Plan, create, and maintain data architectures, ensuring alignment with business requirements
Obtain data, formulate dataset processes, and store optimized data
Identify problems and inefficiencies and apply solutions
Determine tasks where manual participation can be eliminated with automation
Identify and optimize data bottlenecks, leveraging automation where possible
Create and manage data lifecycle policies (retention, backups/restore, etc)

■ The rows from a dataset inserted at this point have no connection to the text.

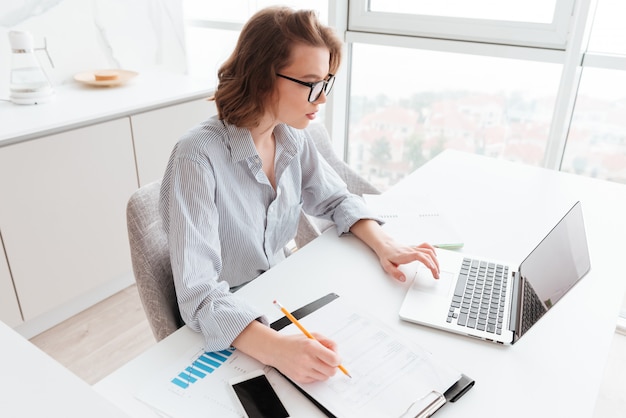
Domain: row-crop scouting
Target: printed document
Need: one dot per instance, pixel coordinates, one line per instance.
(390, 375)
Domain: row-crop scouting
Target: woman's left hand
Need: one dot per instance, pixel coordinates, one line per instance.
(392, 255)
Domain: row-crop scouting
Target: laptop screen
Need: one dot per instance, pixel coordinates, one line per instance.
(558, 262)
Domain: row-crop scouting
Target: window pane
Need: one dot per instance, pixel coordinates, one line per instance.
(240, 10)
(402, 116)
(538, 11)
(608, 34)
(207, 49)
(596, 143)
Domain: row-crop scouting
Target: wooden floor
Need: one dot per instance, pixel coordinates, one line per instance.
(99, 340)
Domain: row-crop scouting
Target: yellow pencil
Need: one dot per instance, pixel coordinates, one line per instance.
(304, 331)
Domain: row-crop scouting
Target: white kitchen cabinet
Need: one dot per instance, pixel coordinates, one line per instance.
(156, 132)
(9, 308)
(62, 213)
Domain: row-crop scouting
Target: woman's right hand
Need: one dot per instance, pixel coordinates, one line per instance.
(305, 360)
(300, 358)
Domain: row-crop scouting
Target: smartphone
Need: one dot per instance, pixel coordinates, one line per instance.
(257, 396)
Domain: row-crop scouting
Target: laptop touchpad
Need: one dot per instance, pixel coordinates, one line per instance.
(426, 283)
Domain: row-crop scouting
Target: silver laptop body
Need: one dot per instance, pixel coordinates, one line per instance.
(522, 296)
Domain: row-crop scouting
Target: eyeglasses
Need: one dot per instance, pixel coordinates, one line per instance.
(316, 88)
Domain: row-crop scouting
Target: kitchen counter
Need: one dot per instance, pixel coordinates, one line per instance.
(76, 105)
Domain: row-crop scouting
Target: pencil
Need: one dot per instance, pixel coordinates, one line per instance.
(304, 330)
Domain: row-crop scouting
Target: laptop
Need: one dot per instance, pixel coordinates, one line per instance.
(504, 304)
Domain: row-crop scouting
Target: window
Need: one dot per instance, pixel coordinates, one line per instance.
(596, 143)
(404, 115)
(511, 22)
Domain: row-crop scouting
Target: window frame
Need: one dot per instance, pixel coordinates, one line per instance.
(553, 35)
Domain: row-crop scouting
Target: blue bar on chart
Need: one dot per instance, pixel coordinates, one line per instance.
(205, 364)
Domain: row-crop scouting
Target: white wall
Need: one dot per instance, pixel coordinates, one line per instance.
(85, 35)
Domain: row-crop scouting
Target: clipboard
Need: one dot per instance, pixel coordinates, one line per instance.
(422, 408)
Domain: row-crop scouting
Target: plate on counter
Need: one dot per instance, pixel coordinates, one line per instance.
(105, 78)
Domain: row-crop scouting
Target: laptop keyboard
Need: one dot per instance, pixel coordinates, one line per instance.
(478, 300)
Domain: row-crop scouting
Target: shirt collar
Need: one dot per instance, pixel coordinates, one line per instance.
(242, 147)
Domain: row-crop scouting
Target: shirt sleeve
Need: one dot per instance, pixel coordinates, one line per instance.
(206, 304)
(325, 194)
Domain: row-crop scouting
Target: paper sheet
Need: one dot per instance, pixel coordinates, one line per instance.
(389, 373)
(185, 388)
(415, 221)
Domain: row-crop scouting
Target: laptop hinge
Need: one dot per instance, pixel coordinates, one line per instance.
(516, 306)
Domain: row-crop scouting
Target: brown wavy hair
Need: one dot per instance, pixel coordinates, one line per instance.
(247, 78)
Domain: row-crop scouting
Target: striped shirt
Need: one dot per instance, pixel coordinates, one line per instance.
(226, 224)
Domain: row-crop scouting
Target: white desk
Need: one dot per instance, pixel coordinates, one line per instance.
(32, 384)
(554, 370)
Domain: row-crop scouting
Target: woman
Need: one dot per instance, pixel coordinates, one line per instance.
(234, 186)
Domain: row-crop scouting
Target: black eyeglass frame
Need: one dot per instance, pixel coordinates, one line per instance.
(327, 86)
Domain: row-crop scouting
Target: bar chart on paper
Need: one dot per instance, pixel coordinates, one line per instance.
(205, 364)
(197, 382)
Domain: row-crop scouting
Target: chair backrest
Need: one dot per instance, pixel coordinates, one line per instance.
(311, 227)
(151, 261)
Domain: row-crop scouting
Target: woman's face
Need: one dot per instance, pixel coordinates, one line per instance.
(309, 64)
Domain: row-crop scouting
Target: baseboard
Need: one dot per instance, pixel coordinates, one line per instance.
(620, 327)
(54, 317)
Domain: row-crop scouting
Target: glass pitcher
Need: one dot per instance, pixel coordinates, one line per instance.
(29, 83)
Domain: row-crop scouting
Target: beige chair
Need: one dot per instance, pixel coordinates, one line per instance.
(311, 227)
(151, 261)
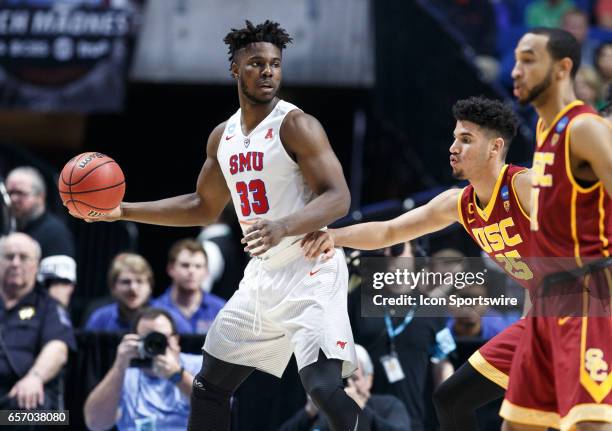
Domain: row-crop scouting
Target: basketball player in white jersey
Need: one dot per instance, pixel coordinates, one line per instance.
(276, 164)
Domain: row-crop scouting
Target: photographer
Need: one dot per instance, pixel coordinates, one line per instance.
(149, 384)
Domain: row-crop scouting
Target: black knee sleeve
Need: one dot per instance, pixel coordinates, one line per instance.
(212, 390)
(457, 398)
(210, 407)
(323, 382)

In-depth knowledge for creating, maintaining, and managing ETL/ELT pipelines
Create, maintain, and manage data transformations
Maintain/update documentation
Create, maintain, and manage data pipeline schedules
Monitor data pipelines
Create, maintain, and manage data quality gates (Great Expectations) to ensure high data quality
Support AI/ML teams with optimizing feature engineering code
Expertise in Spark/Python/Databricks, Data Lake and SQL
Create, maintain, and manage Spark Structured Steaming jobs, including using the newer Delta Live Tables and/or DBT
Research existing data in the data lake to determine best sources for data
Create, manage, and maintain ksqlDB and Kafka Streams queries/code
Data driven testing for data quality
Maintain and update Python-based data processing scripts executed on AWS Lambdas
Unit tests for all the Spark, Python data processing and Lambda codes
Maintain PCIS Reporting Database data lake with optimizations and maintenance (performance tuning, etc)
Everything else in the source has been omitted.